Stunning snaps of Neptune and Triton

Stunning snaps of Neptune and Triton

Here are a couple of views of Neptune as you have probably never seen the planet before. The images were captured earlier today by astronomer Mike Brown using a 10-meter (33 ft) telescope at the W. M. Keck observatory on Hawaii.

Infrared image of Neptune (Credit: Mike Brown/CalTech)

 

Neptune is so distant that most amateur astronomers have only ever seen it as a small dot in binoculars – if they have ever seen it at all.
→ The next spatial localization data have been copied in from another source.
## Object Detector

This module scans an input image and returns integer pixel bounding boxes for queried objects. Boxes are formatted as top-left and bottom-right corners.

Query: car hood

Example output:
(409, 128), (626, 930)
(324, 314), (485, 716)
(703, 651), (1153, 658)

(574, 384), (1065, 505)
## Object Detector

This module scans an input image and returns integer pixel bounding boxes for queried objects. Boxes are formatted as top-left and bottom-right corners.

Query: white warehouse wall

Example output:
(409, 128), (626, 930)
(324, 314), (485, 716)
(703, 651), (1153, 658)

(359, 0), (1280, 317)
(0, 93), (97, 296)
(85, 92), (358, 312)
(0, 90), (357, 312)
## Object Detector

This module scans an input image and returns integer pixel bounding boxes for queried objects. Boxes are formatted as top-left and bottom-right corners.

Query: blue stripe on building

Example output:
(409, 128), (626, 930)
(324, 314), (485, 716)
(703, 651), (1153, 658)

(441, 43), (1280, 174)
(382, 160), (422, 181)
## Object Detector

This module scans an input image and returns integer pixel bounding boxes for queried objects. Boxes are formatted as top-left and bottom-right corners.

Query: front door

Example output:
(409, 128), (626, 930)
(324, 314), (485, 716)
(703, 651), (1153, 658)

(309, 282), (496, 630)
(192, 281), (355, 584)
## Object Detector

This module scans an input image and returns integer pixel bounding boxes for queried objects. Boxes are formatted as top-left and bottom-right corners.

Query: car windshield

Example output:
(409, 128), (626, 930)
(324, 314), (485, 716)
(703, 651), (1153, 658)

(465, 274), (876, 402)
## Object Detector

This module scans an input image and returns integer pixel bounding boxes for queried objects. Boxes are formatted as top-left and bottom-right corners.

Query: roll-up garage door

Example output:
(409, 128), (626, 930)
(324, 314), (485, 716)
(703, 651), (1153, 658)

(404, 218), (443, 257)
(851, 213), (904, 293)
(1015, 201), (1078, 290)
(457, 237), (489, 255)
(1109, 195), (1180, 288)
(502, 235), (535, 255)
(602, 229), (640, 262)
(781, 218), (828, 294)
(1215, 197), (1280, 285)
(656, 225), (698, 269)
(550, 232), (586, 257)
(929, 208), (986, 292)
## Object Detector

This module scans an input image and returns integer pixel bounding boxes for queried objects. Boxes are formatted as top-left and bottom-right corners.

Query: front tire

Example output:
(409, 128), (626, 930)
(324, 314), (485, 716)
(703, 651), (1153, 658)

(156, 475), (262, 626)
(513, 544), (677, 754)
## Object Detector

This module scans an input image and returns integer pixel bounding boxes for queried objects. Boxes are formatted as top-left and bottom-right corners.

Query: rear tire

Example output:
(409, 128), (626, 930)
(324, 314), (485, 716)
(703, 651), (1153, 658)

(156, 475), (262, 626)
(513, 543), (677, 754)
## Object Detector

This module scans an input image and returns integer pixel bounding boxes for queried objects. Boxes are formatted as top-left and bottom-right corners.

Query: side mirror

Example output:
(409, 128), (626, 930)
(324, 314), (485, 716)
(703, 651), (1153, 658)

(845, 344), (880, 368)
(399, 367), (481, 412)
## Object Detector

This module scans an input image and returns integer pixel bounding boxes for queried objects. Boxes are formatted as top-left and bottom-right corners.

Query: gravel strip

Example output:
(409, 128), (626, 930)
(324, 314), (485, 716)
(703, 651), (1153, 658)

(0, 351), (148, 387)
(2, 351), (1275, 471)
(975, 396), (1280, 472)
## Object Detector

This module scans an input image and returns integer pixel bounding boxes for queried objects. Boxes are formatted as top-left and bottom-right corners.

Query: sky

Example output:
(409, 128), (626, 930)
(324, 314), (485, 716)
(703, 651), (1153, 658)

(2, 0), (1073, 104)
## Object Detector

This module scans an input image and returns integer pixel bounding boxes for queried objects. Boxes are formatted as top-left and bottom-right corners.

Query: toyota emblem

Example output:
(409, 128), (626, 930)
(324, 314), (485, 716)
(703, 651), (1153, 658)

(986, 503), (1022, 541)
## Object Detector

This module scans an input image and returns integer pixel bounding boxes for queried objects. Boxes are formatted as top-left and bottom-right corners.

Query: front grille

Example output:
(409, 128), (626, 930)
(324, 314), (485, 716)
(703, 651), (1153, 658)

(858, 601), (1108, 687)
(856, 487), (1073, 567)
Through telescopes it usually appears as a bluish but fairly bland disk which is our view of sunlight reflected from the clouds that permanently shroud it.

But the icy world dazzles in orange with some bright features in its atmosphere in the pictures from Mike. That is because he was observing in infrared light from the observatory site 4,145 metres (13,600 ft) above sea level.

Neptune with its largest moon Triton
Neptune with its largest moon Triton. Click to enlarge. (Credit: Mike Brown/CalTech)

One of Mike’s images is a wide-angle view and includes largest moon Triton, which is thought to be a captured Kuiper Belt object which might therefore be much like ex-planet Pluto. Such remote worlds are especially interesting to Mike, a professor at the California Insitute of Technology, whose research centres on the icy bodies out beyond Neptune. His work was largely instrumental in seeing Pluto demoted to the level of dwarf planet in 2006 and so not for nothing does he rejoice in the Twitter name of @plutokiller.

Mike told Skymania News during his observing session: “The funny thing about the images is that they are sort of an unintended by-product of what we’re doing. Our main goal for the night is to try to understand the different regions on Triton – where is the methane, where is the nitrogen, how do the surface frosts vary with season on the moon?

“So most of the night we were collecting spectra rather than pretty pictures. But to set up on Triton we had to image it first, and I just thought it was so spectacular that I should post it.”

Mike explained the dramatic appearance of different features in the photo of Neptune. He said: “The big difference is doing the imaging in the infrared where methane absorbs most of the photons. So the bright places are high clouds where the sunlight reflects off of them before it had a chance to pass through much of the atmosphere. Dark is clear atmosphere full of methane absorption.”

With its inner neighbour Uranus, Neptune is one of the solar system’s ice giants. It was only discovered in 1846 and, since it takes 165 years to circle the Sun, it is completing its first orbit this year since that time.

If you compare the two images of Neptune you can see that the planet has clearly rotated between them. It turns once on its axis in a little over 16 hours.

Observations from Voyager 2 as it flew past in 1989 revealed a dark storm on Neptune plus bright clouds racing at incredible speeds of up to 700 miles (1,100 km) per hour.